L’ensemble des statistiques produites par les auteurs montre que la France est plutôt dans une situation moyenne, évidemment très éloigné du modèle anglo-saxon (ce dont on ne peut que se réjouir), mais à cheval entre le modèle nordique et le modèle « méditerranéen »[4]. Rien qui, de notre point de vue, justifie cette tentation permanente à l’auto-flagellation qui caractérise actuellement la littérature économique et politique. Ce qui n’empêche pas – bien au contraire – de s’interroger sur les limites de notre modèle social et les moyens de le rendre plus efficace. Telle peut être la vertu de ce petit ouvrage, même si on n’en partage pas toutes les analyses ![5]
Pierre Vinard
[1] On pourrait rétorquer aux auteurs que rien n’empêche une entreprise d’instituer un salaire minimum plus élevé que celui fixé par l’État, en fonction de la bonne santé de l’entreprise ou du secteur d’activité.

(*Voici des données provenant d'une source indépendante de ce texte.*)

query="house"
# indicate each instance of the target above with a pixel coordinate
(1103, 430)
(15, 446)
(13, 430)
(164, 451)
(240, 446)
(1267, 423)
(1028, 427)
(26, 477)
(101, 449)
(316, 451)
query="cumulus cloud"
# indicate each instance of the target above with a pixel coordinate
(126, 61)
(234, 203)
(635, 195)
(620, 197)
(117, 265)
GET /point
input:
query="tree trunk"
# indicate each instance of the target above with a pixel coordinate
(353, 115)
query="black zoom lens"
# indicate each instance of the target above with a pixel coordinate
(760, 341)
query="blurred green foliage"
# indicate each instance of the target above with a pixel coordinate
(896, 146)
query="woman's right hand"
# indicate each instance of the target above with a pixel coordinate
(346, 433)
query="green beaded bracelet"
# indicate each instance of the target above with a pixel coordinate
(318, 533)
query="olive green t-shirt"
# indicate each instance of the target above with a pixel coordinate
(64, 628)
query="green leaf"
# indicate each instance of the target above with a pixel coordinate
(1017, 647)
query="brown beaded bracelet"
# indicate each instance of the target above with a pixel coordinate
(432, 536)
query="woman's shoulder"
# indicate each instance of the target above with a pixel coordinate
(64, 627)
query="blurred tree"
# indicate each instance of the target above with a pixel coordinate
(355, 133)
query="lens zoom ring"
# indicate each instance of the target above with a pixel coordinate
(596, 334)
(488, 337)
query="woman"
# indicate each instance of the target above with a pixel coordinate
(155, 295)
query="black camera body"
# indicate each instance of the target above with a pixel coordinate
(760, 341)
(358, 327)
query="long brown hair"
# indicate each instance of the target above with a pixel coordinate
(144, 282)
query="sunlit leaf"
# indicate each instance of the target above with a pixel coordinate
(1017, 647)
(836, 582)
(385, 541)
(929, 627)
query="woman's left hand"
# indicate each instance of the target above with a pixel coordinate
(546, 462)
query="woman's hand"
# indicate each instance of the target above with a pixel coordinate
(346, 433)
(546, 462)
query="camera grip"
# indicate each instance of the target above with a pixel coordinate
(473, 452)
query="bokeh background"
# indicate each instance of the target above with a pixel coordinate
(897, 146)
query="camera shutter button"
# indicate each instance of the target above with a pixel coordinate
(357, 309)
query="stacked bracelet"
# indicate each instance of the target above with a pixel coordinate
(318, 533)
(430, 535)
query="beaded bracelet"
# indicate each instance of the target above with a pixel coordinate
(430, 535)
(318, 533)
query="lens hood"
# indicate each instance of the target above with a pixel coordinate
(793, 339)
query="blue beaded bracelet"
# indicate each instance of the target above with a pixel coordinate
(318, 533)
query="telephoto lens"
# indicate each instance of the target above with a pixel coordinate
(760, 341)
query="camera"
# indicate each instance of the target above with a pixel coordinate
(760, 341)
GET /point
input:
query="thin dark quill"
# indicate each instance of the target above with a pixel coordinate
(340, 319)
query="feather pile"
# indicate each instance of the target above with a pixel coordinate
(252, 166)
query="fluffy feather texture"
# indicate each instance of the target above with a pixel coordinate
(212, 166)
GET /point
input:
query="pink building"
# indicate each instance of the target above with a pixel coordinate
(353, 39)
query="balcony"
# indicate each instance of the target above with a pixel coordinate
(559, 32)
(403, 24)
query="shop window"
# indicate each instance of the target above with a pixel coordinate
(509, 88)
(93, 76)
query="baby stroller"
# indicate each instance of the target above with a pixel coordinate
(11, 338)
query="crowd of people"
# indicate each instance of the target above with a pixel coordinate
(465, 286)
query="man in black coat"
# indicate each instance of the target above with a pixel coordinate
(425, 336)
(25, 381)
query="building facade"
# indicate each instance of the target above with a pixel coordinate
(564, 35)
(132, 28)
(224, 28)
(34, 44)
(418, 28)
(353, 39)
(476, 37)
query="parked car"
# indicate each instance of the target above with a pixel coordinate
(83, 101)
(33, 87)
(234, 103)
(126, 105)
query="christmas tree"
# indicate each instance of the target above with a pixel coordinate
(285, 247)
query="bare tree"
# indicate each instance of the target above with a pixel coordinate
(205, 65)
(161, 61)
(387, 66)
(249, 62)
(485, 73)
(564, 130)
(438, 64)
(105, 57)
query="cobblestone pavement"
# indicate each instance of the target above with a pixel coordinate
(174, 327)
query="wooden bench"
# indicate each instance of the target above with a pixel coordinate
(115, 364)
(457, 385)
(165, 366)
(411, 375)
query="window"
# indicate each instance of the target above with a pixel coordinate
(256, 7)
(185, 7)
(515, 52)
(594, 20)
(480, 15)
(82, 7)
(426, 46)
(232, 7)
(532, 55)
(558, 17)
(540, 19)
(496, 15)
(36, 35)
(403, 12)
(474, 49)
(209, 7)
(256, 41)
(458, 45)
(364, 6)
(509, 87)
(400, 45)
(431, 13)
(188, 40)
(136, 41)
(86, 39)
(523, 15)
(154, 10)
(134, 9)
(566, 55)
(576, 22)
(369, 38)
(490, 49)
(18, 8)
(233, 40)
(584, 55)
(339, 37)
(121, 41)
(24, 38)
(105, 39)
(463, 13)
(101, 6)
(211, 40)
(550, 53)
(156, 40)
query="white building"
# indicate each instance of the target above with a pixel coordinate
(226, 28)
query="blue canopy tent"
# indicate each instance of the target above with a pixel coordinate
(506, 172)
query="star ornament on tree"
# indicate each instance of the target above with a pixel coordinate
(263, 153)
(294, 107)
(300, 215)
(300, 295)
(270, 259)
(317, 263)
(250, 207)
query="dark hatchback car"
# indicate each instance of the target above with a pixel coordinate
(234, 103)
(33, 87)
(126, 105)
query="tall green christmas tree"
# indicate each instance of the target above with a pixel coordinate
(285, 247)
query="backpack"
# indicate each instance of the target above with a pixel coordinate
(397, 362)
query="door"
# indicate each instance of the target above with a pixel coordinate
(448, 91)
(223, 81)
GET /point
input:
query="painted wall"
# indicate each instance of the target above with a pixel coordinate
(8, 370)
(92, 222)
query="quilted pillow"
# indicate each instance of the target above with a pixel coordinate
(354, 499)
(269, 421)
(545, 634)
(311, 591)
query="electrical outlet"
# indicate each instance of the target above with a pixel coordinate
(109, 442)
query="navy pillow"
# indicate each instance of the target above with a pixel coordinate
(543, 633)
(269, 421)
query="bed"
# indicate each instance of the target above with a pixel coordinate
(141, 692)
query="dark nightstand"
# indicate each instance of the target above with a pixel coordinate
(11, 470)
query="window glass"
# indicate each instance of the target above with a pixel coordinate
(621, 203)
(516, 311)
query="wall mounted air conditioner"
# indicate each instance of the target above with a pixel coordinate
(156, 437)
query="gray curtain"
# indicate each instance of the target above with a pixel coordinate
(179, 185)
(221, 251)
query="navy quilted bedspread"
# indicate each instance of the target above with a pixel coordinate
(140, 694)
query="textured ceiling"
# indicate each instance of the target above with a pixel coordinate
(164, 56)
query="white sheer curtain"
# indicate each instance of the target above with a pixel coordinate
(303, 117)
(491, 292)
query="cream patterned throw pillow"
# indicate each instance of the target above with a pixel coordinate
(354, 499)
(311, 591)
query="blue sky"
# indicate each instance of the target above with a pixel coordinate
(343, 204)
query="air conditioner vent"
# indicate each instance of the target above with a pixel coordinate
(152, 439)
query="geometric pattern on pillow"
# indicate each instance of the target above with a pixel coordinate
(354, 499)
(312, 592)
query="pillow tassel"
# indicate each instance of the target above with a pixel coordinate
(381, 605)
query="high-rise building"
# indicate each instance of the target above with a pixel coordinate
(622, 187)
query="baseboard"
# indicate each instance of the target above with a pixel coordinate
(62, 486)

[2] On pourra se référer à une critique très approfondie de cet ouvrage par Eloi Laurent à l’adresse suivante : http://www.laviedesidees.fr/_Laurent-Eloi_.html
[3] Voir n° 265 de janvier 2008 d’Alternatives économiques page 63
[4] Cette référence au modèle « méditerranéen », absente de l’ouvrage, est emprunté à Roland Pérez dans son ouvrage « la gouvernance d’entreprise » aux éditions La Découverte.
[5] De ce point de vue, nous ne pouvons que conseiller la lecture de l’ouvrage de Thomas Philippon sur le « capitalisme d’héritier » (éditions du Seuil). L’auteur montre comment le manque de dialogue social, la rigidité des statuts et l’ampleur des inégalités ont façonné notre société – et cela bien avant la seconde guerre mondiale – et introduit cette « crispation » dont nous mesurons aujourd’hui les effets déstructurants.